What does this mean for our Deacs? Well, after having a nightmarish offseason (losing sophomores J.T. Terrell and Melvin Tabb and the suspension of senior center Ty Walker), it certainly doesn’t help having to add Syracuse and Pitt to our schedule in a few years. However, by the time this move actually takes effect (at this time there is no set date), the Wake Forest basketball program will hopefully be rebuilt and able to compete with these two squads. Despite suffering a heartbreaking loss to Syracuse a few weeks ago, the Demon Deacon football team will likely benefit from this. Depending on how the divisions of the ACC will line up when this move takes effect, and depending on who else, if anyone, joins the ACC, Wake might play Syracuse or Pitt instead of, say, Florida State or Virginia Tech in a given season. ‘Cuse and Pitt are solid football programs, yes, but are far from elite.

Ultimately, this move could indirectly be the difference between a 5-7 season for the Deacs, such as the one the team had in 2009, and a 6-6 season with a bowl appearance.

Due to the fact that both Pitt and ‘Cuse are a good distance away from Winston-Salem (398 and 648 miles, respectively), travel costs for all teams will increase a significant amount. Depending on a divisional reform within the ACC, the Deacs could possibly end up having to travel north to one, or both, of these schools each year.

It seems that increased travel costs would be the only concern for our women’s soccer team. Neither Syracuse nor Pitt have strong women’s soccer teams, so our defending ACC champs should have no problem handling these squads in coming years. The same goes for the Demon Deacon men’s soccer team.

Syracuse field hockey, however, currently finds itself ranked fifth in the nation. In women’s basketball, Pittsburgh is coming off a losing season but has found some success in recent years, unlike the Orange.

With Syracuse and Pittsburgh leaving, the Big East conference takes a hit for sure. Even with TCU joining the conference in 2012 and rumors of adding Villanova for football within the next few years, the conference is in trouble.

The Big XII finds themselves in a similar situation, as both Colorado and Nebraska left the conference prior to the 2011 football season, and Texas A&M was recently accepted into the SEC. There are many talks indicating that Texas and Oklahoma could be on the move next, likely to the Pac-12, but the ACC has also expressed interest in Texas.
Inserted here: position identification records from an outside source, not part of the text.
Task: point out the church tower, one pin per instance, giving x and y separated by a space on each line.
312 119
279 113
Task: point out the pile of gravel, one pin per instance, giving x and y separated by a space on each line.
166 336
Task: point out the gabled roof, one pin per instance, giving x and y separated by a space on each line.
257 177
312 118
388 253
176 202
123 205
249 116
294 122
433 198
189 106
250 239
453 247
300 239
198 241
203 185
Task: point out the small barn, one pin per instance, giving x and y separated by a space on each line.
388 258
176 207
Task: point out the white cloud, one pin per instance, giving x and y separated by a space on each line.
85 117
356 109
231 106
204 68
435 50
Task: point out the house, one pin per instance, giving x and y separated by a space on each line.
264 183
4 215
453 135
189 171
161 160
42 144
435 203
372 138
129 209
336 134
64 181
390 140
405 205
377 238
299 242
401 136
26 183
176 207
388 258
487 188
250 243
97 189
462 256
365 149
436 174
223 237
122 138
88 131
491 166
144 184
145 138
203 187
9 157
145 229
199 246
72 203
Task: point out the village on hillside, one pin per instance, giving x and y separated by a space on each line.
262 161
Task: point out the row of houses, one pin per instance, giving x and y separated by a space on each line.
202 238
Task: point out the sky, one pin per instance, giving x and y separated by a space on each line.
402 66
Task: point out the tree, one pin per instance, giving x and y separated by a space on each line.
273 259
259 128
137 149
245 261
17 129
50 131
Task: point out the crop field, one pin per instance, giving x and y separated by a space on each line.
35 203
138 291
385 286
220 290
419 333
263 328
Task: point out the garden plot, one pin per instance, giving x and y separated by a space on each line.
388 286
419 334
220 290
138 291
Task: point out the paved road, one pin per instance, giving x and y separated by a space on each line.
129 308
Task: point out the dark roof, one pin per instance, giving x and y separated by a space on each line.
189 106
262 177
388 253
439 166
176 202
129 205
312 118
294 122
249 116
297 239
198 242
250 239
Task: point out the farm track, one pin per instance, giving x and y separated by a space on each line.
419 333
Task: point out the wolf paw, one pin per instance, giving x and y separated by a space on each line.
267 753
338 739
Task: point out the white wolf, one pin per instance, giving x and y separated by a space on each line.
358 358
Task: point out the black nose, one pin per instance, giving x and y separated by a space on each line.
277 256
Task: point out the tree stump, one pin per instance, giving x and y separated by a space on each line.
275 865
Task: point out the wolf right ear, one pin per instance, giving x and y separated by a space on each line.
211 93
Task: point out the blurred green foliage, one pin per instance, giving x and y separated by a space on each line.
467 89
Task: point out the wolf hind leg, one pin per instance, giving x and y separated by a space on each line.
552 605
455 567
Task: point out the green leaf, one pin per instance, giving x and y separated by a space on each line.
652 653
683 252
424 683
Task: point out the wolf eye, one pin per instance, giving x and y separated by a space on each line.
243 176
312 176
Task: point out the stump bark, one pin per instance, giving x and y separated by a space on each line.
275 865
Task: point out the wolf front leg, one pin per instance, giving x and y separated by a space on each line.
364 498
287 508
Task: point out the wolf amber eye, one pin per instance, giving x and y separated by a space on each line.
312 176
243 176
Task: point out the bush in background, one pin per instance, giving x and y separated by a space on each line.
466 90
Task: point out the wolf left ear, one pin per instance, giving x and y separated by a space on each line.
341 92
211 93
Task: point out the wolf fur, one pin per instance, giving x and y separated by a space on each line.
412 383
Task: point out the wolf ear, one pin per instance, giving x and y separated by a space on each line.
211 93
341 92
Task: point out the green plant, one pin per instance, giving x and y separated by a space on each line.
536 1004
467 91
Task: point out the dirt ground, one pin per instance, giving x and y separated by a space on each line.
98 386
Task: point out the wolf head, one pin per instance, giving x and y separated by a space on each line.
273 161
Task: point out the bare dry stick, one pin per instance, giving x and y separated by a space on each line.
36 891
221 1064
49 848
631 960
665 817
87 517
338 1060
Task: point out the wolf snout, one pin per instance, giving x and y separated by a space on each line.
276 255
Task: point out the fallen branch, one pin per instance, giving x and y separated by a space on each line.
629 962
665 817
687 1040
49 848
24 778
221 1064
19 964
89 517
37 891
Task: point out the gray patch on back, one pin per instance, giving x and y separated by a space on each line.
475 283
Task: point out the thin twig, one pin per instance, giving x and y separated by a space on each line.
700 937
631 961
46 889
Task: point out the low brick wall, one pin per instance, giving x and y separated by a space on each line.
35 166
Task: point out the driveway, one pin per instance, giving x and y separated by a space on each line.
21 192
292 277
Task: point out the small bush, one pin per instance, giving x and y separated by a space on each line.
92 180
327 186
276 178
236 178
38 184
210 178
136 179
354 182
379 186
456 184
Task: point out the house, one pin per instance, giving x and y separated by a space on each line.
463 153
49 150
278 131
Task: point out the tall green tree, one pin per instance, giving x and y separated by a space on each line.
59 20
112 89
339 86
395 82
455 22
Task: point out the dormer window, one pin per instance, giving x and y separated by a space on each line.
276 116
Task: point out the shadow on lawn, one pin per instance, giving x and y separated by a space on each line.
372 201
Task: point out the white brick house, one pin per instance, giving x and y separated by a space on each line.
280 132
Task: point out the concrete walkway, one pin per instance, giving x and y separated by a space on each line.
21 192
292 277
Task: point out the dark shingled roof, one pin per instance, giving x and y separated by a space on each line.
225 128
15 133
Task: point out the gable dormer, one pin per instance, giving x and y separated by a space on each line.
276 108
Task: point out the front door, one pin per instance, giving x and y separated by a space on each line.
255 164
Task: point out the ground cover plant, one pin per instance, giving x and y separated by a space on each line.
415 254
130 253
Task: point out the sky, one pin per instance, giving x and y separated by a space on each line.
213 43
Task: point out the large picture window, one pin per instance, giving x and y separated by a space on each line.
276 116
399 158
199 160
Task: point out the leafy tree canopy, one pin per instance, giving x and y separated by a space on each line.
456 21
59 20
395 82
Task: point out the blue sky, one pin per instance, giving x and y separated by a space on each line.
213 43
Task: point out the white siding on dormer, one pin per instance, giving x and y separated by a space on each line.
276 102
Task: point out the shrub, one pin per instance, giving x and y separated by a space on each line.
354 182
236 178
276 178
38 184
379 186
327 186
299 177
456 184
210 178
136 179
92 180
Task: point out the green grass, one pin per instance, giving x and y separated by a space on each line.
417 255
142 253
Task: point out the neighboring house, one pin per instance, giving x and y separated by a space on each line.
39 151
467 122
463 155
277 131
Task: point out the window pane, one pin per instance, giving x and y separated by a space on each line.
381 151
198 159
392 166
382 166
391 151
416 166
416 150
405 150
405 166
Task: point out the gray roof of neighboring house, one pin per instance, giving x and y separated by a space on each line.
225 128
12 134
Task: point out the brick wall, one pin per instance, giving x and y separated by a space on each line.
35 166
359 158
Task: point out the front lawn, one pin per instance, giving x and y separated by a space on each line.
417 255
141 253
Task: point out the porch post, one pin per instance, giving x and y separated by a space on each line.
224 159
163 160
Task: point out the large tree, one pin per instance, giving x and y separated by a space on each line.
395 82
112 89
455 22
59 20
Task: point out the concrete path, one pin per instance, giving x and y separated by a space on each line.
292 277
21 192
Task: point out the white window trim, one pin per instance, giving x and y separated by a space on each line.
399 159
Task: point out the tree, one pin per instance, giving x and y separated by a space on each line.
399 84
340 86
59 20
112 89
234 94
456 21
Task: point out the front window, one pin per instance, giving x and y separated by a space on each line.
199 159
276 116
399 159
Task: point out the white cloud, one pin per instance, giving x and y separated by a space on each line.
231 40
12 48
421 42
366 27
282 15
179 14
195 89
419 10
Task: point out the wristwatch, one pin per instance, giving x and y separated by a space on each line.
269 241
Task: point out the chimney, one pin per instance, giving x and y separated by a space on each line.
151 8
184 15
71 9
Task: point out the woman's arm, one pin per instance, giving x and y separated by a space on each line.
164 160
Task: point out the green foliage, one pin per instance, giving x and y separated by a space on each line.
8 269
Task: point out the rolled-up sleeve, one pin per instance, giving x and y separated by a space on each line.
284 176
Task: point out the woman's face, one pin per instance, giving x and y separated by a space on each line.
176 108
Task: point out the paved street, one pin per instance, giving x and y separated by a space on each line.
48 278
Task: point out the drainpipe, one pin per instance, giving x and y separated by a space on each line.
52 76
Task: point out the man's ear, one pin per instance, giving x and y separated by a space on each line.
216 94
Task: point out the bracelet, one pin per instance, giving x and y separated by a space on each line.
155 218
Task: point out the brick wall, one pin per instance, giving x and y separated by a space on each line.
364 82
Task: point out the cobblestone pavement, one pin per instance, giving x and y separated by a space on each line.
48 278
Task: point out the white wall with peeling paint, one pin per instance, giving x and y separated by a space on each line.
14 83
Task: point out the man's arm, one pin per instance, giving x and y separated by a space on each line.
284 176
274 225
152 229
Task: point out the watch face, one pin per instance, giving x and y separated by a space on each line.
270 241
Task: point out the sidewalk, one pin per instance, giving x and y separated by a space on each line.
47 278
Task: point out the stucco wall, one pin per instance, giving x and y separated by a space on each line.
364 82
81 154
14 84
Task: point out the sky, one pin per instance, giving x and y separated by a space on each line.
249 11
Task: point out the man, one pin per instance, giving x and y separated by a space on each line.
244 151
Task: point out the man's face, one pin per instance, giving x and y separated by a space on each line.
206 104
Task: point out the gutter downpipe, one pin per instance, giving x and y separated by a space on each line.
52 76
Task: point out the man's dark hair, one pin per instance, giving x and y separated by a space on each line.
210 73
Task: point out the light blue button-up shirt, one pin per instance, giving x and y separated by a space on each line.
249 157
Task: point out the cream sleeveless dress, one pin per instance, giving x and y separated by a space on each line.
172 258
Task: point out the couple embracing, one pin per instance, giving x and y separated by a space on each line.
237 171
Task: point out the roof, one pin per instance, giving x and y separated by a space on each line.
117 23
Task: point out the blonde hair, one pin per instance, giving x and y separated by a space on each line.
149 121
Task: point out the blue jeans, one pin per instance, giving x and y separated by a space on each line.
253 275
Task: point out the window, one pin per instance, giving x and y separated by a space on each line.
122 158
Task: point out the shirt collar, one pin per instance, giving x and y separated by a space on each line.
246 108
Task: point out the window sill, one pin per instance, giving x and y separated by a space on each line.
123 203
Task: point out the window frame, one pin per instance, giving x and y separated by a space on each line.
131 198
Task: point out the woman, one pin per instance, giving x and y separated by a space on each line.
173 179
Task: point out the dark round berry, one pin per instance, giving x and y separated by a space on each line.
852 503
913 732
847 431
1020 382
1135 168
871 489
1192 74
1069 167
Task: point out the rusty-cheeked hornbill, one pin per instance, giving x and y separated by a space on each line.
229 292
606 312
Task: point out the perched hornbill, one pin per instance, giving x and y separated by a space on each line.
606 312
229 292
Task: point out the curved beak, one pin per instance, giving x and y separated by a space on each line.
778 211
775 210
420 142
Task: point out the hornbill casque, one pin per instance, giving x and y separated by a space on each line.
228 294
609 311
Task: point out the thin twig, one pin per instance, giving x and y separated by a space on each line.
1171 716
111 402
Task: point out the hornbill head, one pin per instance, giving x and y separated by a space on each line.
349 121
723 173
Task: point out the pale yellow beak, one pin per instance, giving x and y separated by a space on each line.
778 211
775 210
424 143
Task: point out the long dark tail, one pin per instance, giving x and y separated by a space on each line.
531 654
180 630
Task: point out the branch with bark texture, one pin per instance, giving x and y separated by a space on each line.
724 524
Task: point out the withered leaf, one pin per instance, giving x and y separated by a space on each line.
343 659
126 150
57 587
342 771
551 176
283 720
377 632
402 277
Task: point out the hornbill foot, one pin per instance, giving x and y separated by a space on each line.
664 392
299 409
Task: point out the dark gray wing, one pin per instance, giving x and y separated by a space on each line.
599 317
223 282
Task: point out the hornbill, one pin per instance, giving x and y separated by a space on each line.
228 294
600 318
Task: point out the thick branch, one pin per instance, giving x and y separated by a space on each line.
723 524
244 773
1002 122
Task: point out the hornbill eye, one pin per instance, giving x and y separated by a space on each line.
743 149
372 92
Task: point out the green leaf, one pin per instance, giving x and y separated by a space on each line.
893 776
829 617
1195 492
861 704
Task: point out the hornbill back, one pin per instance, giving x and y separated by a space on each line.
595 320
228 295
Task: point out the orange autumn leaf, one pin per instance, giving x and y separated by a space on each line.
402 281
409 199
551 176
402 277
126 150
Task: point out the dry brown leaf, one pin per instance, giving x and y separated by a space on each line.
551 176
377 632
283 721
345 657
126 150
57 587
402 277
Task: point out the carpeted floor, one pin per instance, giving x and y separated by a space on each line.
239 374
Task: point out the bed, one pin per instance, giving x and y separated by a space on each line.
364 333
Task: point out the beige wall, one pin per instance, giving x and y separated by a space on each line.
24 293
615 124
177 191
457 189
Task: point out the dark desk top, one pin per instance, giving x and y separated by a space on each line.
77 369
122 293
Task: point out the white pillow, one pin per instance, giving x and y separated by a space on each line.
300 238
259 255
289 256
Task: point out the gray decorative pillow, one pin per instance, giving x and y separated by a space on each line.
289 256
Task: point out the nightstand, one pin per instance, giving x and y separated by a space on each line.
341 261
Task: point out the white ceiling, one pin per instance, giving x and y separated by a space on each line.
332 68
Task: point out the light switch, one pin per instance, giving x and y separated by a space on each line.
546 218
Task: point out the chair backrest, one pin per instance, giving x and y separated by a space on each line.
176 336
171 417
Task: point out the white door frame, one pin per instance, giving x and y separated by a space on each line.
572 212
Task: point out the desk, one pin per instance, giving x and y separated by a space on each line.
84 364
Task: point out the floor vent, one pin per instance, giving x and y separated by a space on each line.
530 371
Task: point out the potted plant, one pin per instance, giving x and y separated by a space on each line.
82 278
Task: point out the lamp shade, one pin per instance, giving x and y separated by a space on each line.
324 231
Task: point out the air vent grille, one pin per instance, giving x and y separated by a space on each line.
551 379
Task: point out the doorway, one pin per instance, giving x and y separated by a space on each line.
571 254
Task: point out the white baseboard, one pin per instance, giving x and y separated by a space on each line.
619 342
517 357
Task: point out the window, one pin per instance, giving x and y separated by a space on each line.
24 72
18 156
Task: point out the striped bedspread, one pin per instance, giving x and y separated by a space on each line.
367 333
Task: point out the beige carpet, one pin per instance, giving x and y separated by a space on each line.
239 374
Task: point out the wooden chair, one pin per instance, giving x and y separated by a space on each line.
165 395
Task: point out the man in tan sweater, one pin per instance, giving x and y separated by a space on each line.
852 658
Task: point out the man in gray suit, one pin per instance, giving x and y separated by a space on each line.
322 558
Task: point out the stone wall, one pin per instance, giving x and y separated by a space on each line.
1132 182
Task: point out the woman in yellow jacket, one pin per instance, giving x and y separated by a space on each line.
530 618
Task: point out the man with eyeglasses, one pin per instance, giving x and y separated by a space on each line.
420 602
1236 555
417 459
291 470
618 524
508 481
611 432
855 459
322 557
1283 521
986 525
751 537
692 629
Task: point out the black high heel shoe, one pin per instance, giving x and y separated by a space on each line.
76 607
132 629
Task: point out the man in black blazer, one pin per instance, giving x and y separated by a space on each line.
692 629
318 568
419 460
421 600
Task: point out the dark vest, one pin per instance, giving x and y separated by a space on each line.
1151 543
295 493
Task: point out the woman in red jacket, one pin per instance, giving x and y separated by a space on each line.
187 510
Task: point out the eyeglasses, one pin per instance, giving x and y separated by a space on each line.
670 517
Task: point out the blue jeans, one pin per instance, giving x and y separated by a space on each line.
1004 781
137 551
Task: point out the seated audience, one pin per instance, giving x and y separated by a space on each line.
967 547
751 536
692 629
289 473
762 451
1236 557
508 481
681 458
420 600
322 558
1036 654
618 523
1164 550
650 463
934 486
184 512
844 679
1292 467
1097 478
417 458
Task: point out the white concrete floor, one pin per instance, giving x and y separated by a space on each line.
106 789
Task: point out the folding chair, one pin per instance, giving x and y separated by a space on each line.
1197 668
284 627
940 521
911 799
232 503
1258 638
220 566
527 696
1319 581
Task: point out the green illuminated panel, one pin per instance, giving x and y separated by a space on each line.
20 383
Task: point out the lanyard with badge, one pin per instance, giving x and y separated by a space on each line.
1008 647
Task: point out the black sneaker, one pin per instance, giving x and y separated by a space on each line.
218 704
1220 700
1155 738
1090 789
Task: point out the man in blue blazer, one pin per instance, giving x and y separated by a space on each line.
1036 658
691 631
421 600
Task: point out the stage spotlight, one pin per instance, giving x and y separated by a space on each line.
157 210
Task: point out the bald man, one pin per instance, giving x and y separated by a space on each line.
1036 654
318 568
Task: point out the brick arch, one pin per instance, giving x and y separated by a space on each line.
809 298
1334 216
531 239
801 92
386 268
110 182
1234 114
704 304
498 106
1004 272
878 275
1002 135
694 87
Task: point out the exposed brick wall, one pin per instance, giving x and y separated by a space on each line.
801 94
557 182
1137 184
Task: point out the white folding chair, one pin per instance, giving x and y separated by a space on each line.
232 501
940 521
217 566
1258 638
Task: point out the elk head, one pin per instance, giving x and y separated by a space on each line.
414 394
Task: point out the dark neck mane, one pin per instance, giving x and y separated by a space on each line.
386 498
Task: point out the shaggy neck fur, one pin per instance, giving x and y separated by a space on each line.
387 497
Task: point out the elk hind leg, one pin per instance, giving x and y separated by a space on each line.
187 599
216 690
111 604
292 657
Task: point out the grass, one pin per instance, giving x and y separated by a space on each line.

Due to the trouble these conferences find themselves in, the Big XII and the Big East have begun discussing a possible merger.

It seems that Pitt and Syracuse transferring to the ACC, as well as Texas A&M to the SEC, have started a chain reaction that could eventually result in a total reform of the BCS conferences.

The immediate effect, however, is the strengthening of the ACC as a whole and the weakening of the Big East.

Logistically, Big East bylaws will require ‘Cuse and Pitt to pay a $5 million exit fee and give 27 months notice before leaving. However, the latter aspect may be modified to ensure an earlier entry into the ACC.